D'une pertinence accrue pour la traite des enfants est la garantie de protection contre les abus et la négligence au sein de la famille, contenue dans la Convention relative aux droits de l'enfant. L'Article 20(1) prévoit « qu'un enfant qui est temporairement ou définitivement privé de son milieu familial, ou qui dans son propre intérêt ne peut être laissé dans ce milieu, a droit à une protection et une aide spéciales de l'Etat13. » Cette disposition est particulièrement pertinente pour les enfants qui ont déjà été victimes de la traite, en particulier dans les cas où les parents étaient complices des trafiquants. Le principe guide pour interpréter l'Article 20 est celui de l'intérêt supérieur de l'enfant14, un principe qui peut, dans certains cas, militer contre l'incarcération des parents qui se sont préalablement entendus avec les trafiquants d'enfants. Par exemple, l'Article 5 de la Déclaration de l'Assemblée Générale des Nations Unies de 1986 sur les principes sociaux et juridiques applicables à la protection et au bien-être des enfants tient compte du besoin de l'enfant d'avoir un contact continu avec ses parents. Il est affirmé que « pour toutes les questions relatives au placement de l'enfant auprès de personnes autres que ses parents naturels, l'intérêt bien compris de l'enfant, en particulier son besoin d'affection et son droit à la sécurité et à des soins continus, doit être la considération primordiale15. »

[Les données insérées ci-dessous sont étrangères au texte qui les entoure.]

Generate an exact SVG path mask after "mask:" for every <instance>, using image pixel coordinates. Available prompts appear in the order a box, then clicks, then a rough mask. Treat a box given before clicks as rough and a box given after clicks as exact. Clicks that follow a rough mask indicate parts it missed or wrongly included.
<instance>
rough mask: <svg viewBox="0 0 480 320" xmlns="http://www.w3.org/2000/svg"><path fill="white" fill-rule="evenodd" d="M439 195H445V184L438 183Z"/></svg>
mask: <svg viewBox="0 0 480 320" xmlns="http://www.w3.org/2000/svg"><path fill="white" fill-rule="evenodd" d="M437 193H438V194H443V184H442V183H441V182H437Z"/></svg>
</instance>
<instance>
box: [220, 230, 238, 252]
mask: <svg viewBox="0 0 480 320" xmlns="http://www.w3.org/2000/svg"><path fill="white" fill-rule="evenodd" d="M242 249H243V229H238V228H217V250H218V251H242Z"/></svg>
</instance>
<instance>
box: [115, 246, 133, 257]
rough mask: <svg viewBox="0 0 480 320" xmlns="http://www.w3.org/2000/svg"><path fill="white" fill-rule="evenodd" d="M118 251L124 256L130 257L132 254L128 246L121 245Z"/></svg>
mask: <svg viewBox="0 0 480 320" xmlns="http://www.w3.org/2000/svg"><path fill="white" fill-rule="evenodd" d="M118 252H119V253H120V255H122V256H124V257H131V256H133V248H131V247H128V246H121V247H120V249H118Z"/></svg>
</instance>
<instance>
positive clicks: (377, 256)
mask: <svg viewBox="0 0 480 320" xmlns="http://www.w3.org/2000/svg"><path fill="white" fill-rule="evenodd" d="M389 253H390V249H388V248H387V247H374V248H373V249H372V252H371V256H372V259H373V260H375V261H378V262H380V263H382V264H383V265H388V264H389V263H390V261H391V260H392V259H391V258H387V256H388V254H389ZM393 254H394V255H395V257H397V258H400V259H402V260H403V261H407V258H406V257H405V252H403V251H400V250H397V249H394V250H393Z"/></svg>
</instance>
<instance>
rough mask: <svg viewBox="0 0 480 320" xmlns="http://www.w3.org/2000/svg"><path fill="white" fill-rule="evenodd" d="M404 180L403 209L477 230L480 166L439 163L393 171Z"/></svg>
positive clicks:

Le Togo a ratifié la Convention relative aux droits de l'enfant en 1990. En 1997, le Comité sur les droits de l'enfant, l'organe de surveillance des traités responsable du suivi de la mise en _uvre de la convention ; affirmait dans ses observations de conclusion sur le Togo qu'il jugait « très inquiétante la généralisation de la vente et de la traite d'enfants qui aboutissent à leur exploitation économique et sexuelle16. » Commentant la mise en _uvre, par le Togo, des dispositions relatives à la protection des enfants contenues dans la Convention relative aux droits de l'enfant, le Comité a exprimé son inquiétude sur « la persistance des abus contre les enfants, y compris les mauvais traitements dans la famille et l'absence au niveau de l'administration d'un mécanisme approprié pour prévenir et combattre ce phénomène17. »

Depuis 1999, trois traités spécialisés relatifs à la traite des enfants ont été négociés. Le Protocole des Nations Unies à la Convention des Nations Unies contre la criminalité transnationale organisée visant à prévenir, réprimer et punir la traite des personnes, en particulier des femmes et des enfants (2000, connu sous le nom de Protocole sur la traite) fournit une définition modèle de la traite des enfants qui a été incorporée dans le projet togolais de Code des enfants18. Bien que ce protocole n'ait pas encore été ratifié par le Togo et qu'il ne soit pas encore entré en vigueur mondialement, le Protocole sur la traite a été signé par le Togo et reflète un vaste effort international pour codifier une définition de la traite des enfants. Le Protocole sur la traite isole les trois éléments de la traite qui sont : (1) le recrutement, le transport, le transfert, l'hébergement ou l'accueil19 ; (2) de toute personne âgée de moins de 18 ans20 ; (3) dans le but de l'exploitation sexuelle ou par rapport à leur travail ou du travail forcé ou de l'esclavage 21. Parce que les pays ayant négocié le Protocole sur la traite ont été incapables de se mettre d'accord sur une définition du terme « exploitation », le protocole définit le terme comme comprenant au minimum « l'exploitation de la prostitution d'autrui ou d'autres formes d'exploitation sexuelle, le travail ou les services forcés, l'esclavage ou les pratiques analogues à l'esclavage, la servitude ou le prélèvement d'organes22. »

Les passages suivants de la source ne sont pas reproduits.